Sci. Aging Knowl. Environ., 25 February 2004
Vol. 2004, Issue 8, p. nf22
[DOI: 10.1126/sageke.2004.8.nf22]

NEWS FOCUS

Overcoming Inertia

Inflammation gives neurons a shove when a cellular brake releases

R. John Davenport

http://sageke.sciencemag.org/cgi/content/full/2004/8/nf22

Taking off a car's parking brake won't necessarily start the vehicle rolling. Similarly, releasing a neuron's brake isn't enough to get it growing, a new study reveals. The results suggest that multiple signals must combine to maximize neuron growth after an injury.

Head injury, stroke, and neurodegenerative diseases kill neurons. Researchers want to refurbish broken brains by provoking cells to grow and rewire. But the brain contains molecules that hinder the process, such as a protein called Nogo, a component of the myelin insulating layer around nerves. The results of shackling Nogo have been mixed. Last year, two groups found that rodents lacking Nogo regenerate neurons to a limited degree, but another group found no regrowth (see "Go or No-Go"). Those observations suggested that growth might also require activation signals, but no one had tested the idea in animals.

To investigate, neuroscientist Dietmar Fischer and colleagues at Harvard Medical School in Boston exploited a previous observation. After researchers crush the optic nerve in mice, more neurons recover when animals also receive a lens injury, which apparently ignites particular immune cells that stimulate growth. The researchers determined whether cutting Nogo activity and inciting inflammation might fertilize more growth than either does individually.

The researchers tweaked Nogo function by manipulating its cell-surface receptor. They injected some mice with a virus that carries the normal gene for the receptor, thus supplementing cells' supplies of the protein. Other animals received a virus with a clipped version of the receptor gene; the resulting protein grabs Nogo but can't relay its signal. The remaining animals received a virus with no gene. The scientists crushed the animals' optic nerves and punctured the lenses of half the animals in each group. Two weeks later, they examined the nerves for signs of renewal. Animals with the altered receptor and a lens wound grew three times as many neurons as did animals with a dummy virus and the injury and sprouted 75 times as many neurons as did animals with supplemental normal Nogo and the injury. Neurons didn't grow when animals received mutant receptor but didn't suffer a lens wound. The study suggests that "you have to activate the growth program of neurons, and you have to overcome the inhibiting effects of myelin," says Fischer.

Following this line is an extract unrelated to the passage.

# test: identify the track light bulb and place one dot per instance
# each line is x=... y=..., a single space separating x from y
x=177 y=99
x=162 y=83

The study bolsters the idea that "inhibitory proteins aren't the only things that are important," says neuroscientist Lisa McKerracher of the University of Montreal, Canada. "Not everyone appreciates that." Still, a small percentage of neurons grew, and they extended only a short distance, she cautions. Cells would need to traverse several centimeters to restore the optic nerve. But in the spinal cord, a modest amount of growth might be enough to get neurons to detour around a wound and make new connections, McKerracher adds. Researchers should seek the molecules that prompt growth after lens injury, she says. Such efforts might reveal how to get damaged neurons rolling again.


February 25, 2004
  1. D. Fischer, Z. He, L. I. Benowitz, Counteracting the Nogo receptor enhances optic nerve regeneration if retinal ganglion cells are in an active growth state. J. Neurosci. 241, 646-1651 (2004).
Citation: R. J. Davenport, Overcoming Inertia. Sci. Aging Knowl. Environ. 2004 (8), nf22 (2004).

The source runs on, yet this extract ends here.